= 1946 Cook County, Illinois, elections =

Elections were held in Cook County, Illinois, on November 5, 1946. Republicans took control of most county offices and occupied both seats of the Board of Appeals, although Democrats retained their majority in the Board of Commissioners. The Republican landslide reflected similar trends in state and federal elections at the time but was nevertheless unexpected. It resulted in the resignation of Democratic leader Edward Joseph Kelly and ultimately the end of his tenure as Mayor of Chicago. Republicans failed to capitalize on this victory in the following year's Chicago mayoral election, which was won by Democrat Martin Kennelly.

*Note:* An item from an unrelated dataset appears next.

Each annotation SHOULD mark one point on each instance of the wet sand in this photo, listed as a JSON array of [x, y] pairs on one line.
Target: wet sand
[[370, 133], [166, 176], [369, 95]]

Democrat Richard J. Daley was defeated for the position of Sheriff by Republican candidate Elmer Michael Walsh. This would be the only loss of his career; he later became the Chairman of the Cook County Democratic Party Central Committee and served as Mayor of Chicago from 1955 to 1976. After serving his term as Cook County Sheriff, Elmer Walsh returned to his law practice until his retirement.

==Election information==
1946 was a midterm election year in the United States. The primaries and general elections for Cook County races coincided with those for House and those for state elections.

==Background==
Patrick Nash, who had constructed a powerful political machine with Anton Cermak and served as Democratic Party chairman since 1931, died in 1943. Edward Joseph Kelly, who had been Mayor of Chicago since Cermak's inadvertent (Note: Cermak died from gunshot wounds intended for U.S. President-elect Franklin D. Roosevelt. Some claim that Cermak was the intended target, but this is generally discounted among historians.) assassination in 1933, assumed the chair. Kelly was an inadequate leader of both the party and municipal government, and received criticism for poor delivery of city services and allowing political appointments in the public school administration. Nevertheless, Democrats had been largely unopposed in the 1944 elections.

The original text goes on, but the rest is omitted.